Middleware parameters
The middleware can also receive additional user-defined parameters. For example, if the application needs to verify whether the authenticated user has the specified role before executing a given action, you can create a CheckRole
To receive the role name as an additional parameter. Additional middleware parameters will be $next
The parameters are passed into the middleware:
<? php namespace App\Http\Middleware; use Closure; class CheckRole { /** *Process input request * * @param \Illuminate\Http\Request $request * @param \Closure $next * @param string $role * @return mixed * translator https://xueyuanjun.com */ public function handle($request, Closure $next, $role) { if (! $ request->user()->hasRole($role)) { // Redirect... } return $next($request); } }
Middleware parameters can be passed when defining routes :
Separate the middleware name and parameter name to specify. Multiple middleware parameters can be separated by commas:
Route::put('post/{id}', function ($id) { // })->middleware('role:editor');
According to the above demonstration example, this function is also relatively simple to implement, so it will not be demonstrated separately.
Terminal middleware
Terminal middleware can be understood as a back-end processing middleware.
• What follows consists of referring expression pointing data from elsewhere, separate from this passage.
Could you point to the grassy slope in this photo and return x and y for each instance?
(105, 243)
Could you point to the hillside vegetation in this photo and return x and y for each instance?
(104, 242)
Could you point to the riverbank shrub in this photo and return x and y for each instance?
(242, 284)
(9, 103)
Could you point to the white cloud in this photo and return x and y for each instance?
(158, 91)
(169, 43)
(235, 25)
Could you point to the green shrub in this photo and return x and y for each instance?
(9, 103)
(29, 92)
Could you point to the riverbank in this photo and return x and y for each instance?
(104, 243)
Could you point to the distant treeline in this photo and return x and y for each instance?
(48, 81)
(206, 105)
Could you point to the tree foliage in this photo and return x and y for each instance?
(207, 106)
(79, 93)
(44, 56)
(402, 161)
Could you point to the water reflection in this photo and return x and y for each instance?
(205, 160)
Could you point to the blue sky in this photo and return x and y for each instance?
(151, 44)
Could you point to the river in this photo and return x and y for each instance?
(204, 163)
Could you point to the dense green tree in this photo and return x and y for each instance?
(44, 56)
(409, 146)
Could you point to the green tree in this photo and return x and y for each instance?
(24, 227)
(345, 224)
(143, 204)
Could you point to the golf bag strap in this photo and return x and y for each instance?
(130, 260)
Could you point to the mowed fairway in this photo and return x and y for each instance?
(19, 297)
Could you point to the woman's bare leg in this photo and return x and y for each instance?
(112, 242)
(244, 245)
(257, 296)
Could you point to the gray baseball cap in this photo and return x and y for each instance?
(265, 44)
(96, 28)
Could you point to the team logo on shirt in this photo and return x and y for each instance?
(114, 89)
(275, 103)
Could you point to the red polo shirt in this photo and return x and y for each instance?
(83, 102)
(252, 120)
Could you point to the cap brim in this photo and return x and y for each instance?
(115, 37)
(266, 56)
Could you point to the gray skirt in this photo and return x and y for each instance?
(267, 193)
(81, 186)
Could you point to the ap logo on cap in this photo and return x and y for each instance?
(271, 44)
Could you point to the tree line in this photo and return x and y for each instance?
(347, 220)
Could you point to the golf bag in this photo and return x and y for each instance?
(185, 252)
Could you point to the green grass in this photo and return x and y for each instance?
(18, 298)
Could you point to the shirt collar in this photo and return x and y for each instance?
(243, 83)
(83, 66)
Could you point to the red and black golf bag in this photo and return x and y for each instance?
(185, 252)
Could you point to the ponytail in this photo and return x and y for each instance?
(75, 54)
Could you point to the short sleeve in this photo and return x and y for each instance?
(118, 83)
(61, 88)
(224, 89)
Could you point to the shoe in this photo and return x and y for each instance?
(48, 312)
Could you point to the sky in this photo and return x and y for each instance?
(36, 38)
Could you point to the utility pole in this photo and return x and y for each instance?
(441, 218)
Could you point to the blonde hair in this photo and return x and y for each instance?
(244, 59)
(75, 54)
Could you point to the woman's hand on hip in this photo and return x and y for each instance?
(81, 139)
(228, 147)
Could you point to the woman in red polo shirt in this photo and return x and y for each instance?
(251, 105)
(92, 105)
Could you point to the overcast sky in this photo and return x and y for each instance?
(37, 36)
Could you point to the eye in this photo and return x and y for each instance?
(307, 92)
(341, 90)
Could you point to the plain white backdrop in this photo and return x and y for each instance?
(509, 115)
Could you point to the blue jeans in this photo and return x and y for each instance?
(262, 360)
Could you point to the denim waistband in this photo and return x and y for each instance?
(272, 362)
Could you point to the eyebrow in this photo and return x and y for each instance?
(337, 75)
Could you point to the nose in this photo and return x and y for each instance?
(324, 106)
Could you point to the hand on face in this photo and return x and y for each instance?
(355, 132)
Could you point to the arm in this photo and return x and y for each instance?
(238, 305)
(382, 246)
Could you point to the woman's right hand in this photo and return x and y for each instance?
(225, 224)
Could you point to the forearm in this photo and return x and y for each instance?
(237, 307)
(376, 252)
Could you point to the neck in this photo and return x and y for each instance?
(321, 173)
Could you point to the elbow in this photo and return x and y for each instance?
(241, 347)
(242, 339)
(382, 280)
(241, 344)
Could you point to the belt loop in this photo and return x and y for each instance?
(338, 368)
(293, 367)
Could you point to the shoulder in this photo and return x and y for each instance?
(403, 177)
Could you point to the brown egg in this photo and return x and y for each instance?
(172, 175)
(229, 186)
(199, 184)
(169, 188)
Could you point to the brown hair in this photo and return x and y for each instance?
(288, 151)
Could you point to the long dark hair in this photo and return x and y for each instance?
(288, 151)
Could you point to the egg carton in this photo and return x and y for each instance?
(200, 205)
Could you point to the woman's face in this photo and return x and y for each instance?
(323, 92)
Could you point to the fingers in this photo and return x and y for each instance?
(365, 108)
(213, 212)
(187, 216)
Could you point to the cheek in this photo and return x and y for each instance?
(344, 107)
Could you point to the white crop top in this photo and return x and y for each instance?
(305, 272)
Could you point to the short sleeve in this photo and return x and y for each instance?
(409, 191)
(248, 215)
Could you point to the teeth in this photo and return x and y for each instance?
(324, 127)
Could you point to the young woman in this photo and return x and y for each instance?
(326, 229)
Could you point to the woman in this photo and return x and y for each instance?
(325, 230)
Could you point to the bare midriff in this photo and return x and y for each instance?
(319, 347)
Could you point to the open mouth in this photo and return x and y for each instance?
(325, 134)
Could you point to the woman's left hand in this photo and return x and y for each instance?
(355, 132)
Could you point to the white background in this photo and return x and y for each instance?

Sometimes the middleware may need to do some work after the HTTP response is sent to the browser, for example, the built-in session
The middleware will write the session data to the memory after the response is sent to the browser. To achieve this function, you need to define a termination middleware and add terminate
Method to this middleware: <? php namespace Illuminate\Session\Middleware; use Closure; class StartSession { public function handle($request, Closure $next) { return $next($request); } public function terminate($request, $response) { //Store session data } }
terminate
Method will receive the request and response as parameters. After defining a terminal middleware, you need to add it to the app/Http/Kernel.php
The global middleware list of the file.
When calling the terminate
Method, Larravel will take a new instance of the middleware from the service container. If you want to call handle
and terminate
When using the same middleware instance, you need to use the singleton
Method to register the middleware to the container in a single instance. We will talk about the service container later, but we won't go further for the time being.